Nuri trauma kisah masa lalunya yang harus kehilangan anaknya saat itu, ia pun tidak ingin itu terulang pada anaknya Adelia yang sempat membiru bagian bibirnya akibat terpapar asap.

"Alhamdulillah setelah kami di pengungsian bisa lebih nyaman dan sekarang tidak perlu lagi pakai obat, sesaknya sudah hilang," ujar Nuri yang tinggal di pengungsian bersama anaknya Adelia sedangkan dua anaknya yang sudah berusia diatas lima tahun tetap bertahan dengan suaminya di Rumah.

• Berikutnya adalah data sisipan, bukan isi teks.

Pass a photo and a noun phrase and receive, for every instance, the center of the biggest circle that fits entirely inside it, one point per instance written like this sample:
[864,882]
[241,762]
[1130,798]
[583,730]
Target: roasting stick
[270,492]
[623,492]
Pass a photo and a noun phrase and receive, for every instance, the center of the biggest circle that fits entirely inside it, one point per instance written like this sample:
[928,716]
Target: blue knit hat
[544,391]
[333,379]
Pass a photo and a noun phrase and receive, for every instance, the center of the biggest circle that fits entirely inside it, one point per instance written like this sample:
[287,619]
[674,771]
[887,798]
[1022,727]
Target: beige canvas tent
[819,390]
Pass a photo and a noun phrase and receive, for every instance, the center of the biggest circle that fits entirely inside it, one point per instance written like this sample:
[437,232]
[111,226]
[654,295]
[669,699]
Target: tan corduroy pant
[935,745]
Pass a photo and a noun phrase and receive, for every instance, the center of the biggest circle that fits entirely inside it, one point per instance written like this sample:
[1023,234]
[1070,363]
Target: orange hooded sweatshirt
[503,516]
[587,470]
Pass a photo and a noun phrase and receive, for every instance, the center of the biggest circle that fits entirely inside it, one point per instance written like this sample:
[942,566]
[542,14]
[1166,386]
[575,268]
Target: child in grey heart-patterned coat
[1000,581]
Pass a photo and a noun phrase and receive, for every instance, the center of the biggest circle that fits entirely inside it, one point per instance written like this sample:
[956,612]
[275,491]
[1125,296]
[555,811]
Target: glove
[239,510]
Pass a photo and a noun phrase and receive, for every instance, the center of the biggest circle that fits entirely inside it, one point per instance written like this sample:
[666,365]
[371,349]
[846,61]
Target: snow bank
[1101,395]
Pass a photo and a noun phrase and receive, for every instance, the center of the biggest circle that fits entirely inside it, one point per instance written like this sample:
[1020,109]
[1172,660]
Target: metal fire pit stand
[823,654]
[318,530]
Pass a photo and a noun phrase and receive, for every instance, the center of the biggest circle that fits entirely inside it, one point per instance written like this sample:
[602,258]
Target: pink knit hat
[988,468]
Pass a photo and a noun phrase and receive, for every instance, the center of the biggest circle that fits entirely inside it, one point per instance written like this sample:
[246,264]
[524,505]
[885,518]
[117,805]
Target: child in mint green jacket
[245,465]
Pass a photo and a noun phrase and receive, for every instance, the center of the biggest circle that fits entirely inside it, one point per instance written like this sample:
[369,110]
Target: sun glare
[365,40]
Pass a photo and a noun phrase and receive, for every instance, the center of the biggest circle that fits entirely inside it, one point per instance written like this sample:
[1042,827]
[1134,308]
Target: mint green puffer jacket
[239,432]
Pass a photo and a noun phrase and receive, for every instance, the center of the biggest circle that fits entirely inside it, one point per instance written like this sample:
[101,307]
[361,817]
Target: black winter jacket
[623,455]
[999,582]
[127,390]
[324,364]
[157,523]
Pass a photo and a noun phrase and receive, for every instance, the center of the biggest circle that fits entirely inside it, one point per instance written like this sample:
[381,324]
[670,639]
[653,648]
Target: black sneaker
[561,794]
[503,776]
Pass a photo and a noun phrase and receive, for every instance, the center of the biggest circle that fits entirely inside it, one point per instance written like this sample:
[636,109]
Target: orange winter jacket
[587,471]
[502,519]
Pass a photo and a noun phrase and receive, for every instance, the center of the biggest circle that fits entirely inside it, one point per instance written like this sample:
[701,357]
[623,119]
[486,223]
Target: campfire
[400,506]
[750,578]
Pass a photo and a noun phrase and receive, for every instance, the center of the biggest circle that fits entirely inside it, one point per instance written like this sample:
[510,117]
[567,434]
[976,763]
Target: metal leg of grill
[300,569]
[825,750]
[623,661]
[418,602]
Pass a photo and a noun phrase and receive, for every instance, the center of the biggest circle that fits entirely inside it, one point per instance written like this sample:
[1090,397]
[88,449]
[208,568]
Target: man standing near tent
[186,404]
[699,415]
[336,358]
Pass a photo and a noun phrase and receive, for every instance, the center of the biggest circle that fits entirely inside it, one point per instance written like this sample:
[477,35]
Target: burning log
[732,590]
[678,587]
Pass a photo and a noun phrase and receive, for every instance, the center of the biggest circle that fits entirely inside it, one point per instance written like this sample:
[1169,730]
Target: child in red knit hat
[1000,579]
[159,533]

Baca: Warga Riau TERCIDUK Petugas Patroli Karhutla Saat Membakar Lahan, Malahan Ada yang Sempat Viral

Baca: Libur Sekolah di Tiga KABUPATEN di Riau Diperpanjang Akibat Kabut Asap di Riau Tebal dan Berbahaya

Baca: Single Salary ASN Pemprov Riau Belum Dibayarkan, Ini Penjelasan BPKAD Riau

Baca: Warga TANTANG Gakum KLHK untuk Tunjuk Batas Lahan TNTN Riau Pascapenangkapan Tiga Perambah TNTN

Halaman
1234
Penulis: Nasuha Nasution
Editor: Nolpitos Hendri
Ikuti kami di
KOMENTAR

BERITA TERKINI

© 2019 TRIBUNnews.com Network,a subsidiary of KG Media.